Dario Amodei n'a, certes, pas explicitement appelé à diminuer ni même ralentir les dépenses d'investissements (les "capex") dans l'IA.

"Amodei lui-même ne réclame pas l’arrêt du développement des modèles. Il souhaite simplement que l’on prenne davantage de temps entre chaque étape, que l’on procède à des évaluations plus indépendantes et que l’on examine de plus près les rouages du système avant que le secteur ne se lance à nouveau à toute vitesse", note Stephen Innes.

"Mais la Bourse n’a pas payé les multiples de valorisation actuels (sur les valeurs IA, NDLR) pour jouer la prudence. Elle mise sur la rapidité", poursuit-il.

"Pour les marchés, la question centrale est de savoir s’il s’agit là d’un premier signe indiquant que le cycle d’investissement exceptionnel dans l’IA pourrait finir par s’atténuer", tranche de son côté Jim Reid de Deutsche Bank.

La fin de l'humanité?

"Pour l’instant, cela semble peu probable.
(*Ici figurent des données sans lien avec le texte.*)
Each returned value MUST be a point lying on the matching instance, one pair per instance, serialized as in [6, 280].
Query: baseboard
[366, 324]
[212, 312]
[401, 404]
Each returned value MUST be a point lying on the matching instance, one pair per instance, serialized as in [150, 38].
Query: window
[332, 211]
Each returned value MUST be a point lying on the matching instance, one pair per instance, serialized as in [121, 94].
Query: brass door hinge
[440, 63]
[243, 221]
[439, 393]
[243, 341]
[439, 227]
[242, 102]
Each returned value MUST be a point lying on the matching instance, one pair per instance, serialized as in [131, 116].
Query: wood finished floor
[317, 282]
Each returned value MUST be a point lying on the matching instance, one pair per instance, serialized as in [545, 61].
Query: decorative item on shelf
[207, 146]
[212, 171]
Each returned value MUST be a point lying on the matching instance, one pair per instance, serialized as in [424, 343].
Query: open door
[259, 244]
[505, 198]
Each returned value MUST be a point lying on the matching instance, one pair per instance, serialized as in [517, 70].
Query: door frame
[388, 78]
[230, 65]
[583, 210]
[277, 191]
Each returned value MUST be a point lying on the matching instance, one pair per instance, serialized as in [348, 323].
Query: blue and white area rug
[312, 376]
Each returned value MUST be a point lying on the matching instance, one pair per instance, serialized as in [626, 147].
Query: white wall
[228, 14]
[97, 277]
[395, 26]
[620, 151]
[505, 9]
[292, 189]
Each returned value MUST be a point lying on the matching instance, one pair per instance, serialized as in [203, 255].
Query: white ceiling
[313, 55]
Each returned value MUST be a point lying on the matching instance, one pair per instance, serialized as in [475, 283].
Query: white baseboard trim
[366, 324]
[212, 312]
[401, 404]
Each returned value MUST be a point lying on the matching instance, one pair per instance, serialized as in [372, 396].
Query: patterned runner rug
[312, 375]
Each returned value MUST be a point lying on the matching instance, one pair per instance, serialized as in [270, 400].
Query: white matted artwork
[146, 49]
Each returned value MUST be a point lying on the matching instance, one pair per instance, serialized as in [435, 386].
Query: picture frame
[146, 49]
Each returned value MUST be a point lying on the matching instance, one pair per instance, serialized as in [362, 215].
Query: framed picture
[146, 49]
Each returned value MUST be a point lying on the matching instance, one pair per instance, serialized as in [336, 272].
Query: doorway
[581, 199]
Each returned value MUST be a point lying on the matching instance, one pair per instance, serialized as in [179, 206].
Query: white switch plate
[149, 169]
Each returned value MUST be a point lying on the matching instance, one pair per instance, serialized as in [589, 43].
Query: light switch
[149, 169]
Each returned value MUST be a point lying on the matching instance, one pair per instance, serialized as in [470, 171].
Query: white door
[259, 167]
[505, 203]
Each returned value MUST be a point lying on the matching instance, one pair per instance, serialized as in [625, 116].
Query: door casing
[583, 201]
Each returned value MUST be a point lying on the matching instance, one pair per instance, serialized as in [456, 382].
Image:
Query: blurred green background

La course à la compétitivité entre les entreprises et les pays reste intense, et il est difficile d’imaginer que des entreprises prennent volontairement du recul alors que leurs concurrents continuent d’aller de l’avant. Il est difficile d’envisager que la Chine reste les bras croisés. C’est d’ailleurs ce qu’a déclaré hier le président Trump en réaction aux informations parues ce week-end. Il ne semblait pas favorable à une quelconque pause", développe le spécialiste de marché.

Jim Reid juge toutefois que ces déclarations pourraient changer la répartition des "capex".

"Plutôt que d'indiquer une baisse des dépenses, cela pourrait simplement signifier qu'une part plus importante des investissements dans l'IA est consacrée à la sécurité, à la surveillance et à la gouvernance, parallèlement à la poursuite du développement de l'infrastructure informatique", tranche-t-il.

À noter que si les "valeurs IA" souffrent donc à la Bourse de Paris, les actions de groupes considérés comme des "perdants" du boom de l'intelligence artificielle surnagent.

Capgemini prend 4,5%. En janvier, Morgan Stanley estimait que l'essor de l'IA créerait une "disruption" sur le modèle d'affaires du groupe (et plus généralement des entreprises de services numériques), ce qui empêchera la croissance de la société de dépasser 3% à moyen terme.

L'éditeurs de logiciels de gestion du cycle de vie de produits Dassault Systèmes s'adjuge 2,7%, tandis que Publicis, autre valeur plombée par l'essor de l'IA, gagne 2,6%.

Les déclarations des grands patrons des groupes d'IA font écho à des avertissements retentissants sur les risques posés par l'IA.

La semaine dernière, Jacob Coxon, un chercheur de 27 ans, a démissionné de son poste chez Anthropic, clamant sur les réseaux sociaux qu'à terme l'IA pourrait détruire l'humanité.

Ce chercheur travaillait depuis trois ans sur le pré-entraînement, l'étape où les modèles absorbent d'immenses quantités de données, d'abord chez OpenAI puis, cette année, chez son grand rival Anthropic. Jacob Coxon affirmait notamment qu'"aucune autre activité humaine ne pose un tel niveau de danger" et allait jusqu'à déclarer qu'Anthropic et OpenAI "(jouaient) avec nos vies".